FOLK = HORROR

“Hell is other people,” Sartre said. 

To an anglophone ear, the French sounds even worse: l’enfer, c’est les autres. Les autres – the others. Not me. No, never me. 

Every story is supposedly about les autres, and it’s always about ‘me’ as we can only know others through the lens of ‘me’. As Radiohead and The Sugababes tell us, we’re all freaks, desperately hiding our freakishness. And that’s what makes a brilliant story. 

What’s a freak? It’s anyone or anything worth talking about, and peering at, for its exposed so-called ‘weirdness’. Those best friends in Central Perk cafe are freaks (and that’s before the Meat Trifle). That Lear bloke who cast out his loving youngest daughter for not being a toady.  Dracula, well – obviously. Madame Bovary – a monster, and delicious. Horror doesn’t have the monopoly on freaks and that, friends, is very helpful indeed. 

  • Comedy: freaks whose ridiculousness is exposed. Redemption might be possible, but given the freak’s freakishness, that’s not bally likely. It’s Frasier, Laurel and Hardy, Homer Simpson, the pantomime dame. The freak / fly hitting the window continues. Hahaha.
  • Tragedy: tragic freaks make us gawp with a “noooooo!”, our hands to our eyes. The fool – stop! That bastard Lear, that idiot Juliet, stupid Echo and awful Narcissus, Walter White, and everyone in an Eastenders Christmas Special. The fly persists, and ends up getting frazzled to death. 
  • Rom-Com: These freaks refuse to see what’s right in front of them and resist love at every possible opportunity until they have to give up (the fly exhausts itself, and falls into a jar of lovely love). 
  • Thrillers, Horror, Sci-Fi: Freaks’ natural homes. Freaks of tech, freaks with human faces, freaks with creature faces and freaks SO AWFUL that we can’t let them have a face at all: those very freaky inanimate things (including nature).  This set doesn’t sugarcoat human freakery. 

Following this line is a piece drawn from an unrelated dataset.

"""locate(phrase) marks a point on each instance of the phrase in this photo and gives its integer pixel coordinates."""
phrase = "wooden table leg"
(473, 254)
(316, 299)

But while thrillers and much sci-fi ultimately reveal freaks, folk horror uses human freakery as its very architecture.  

Is this why new folk horror is having a major resurgence? Because we know – after Covid, after the rise of the far right, after Gaza, Ukraine and more – how dangerous we human freaks can be to one another?

Modern folk horror presents us with scary worlds built on freaks’ beliefs. We’re seeing freaks who choose self-delusion (Starve Acre), freaks with strong faith systems (Midsommar), freaks with confusing identities (You Are Not My Mother) and freaks who know best how to survive (In The Earth). 

The freak worldview imprisons, or threatens to. Community becomes the danger itself—whether tiny and rural, or vast like a zombie city. And every freak in that community has built their system around comfort. In Starve Acre, it’s “we do have a baby”. In Midsommar, “we can control the harvest / I can be loved and accepted” and so on.

Here, hell is truly other people. People who think you’re trying to take their comforter away from them are the most dangerous of all. Delusions matter.

As writers, look for the freaks. Know what they are clinging to, what comforts them – no matter the genre (Ross’s dinosaurs; Rachel’s hair; Lear’s sense of power; Homer’s certainty that he’s the head of his family). Who wants to take their comforter away, and what will they do to uphold their illusion? 

Everyone’s a freak. And therein lies the tale.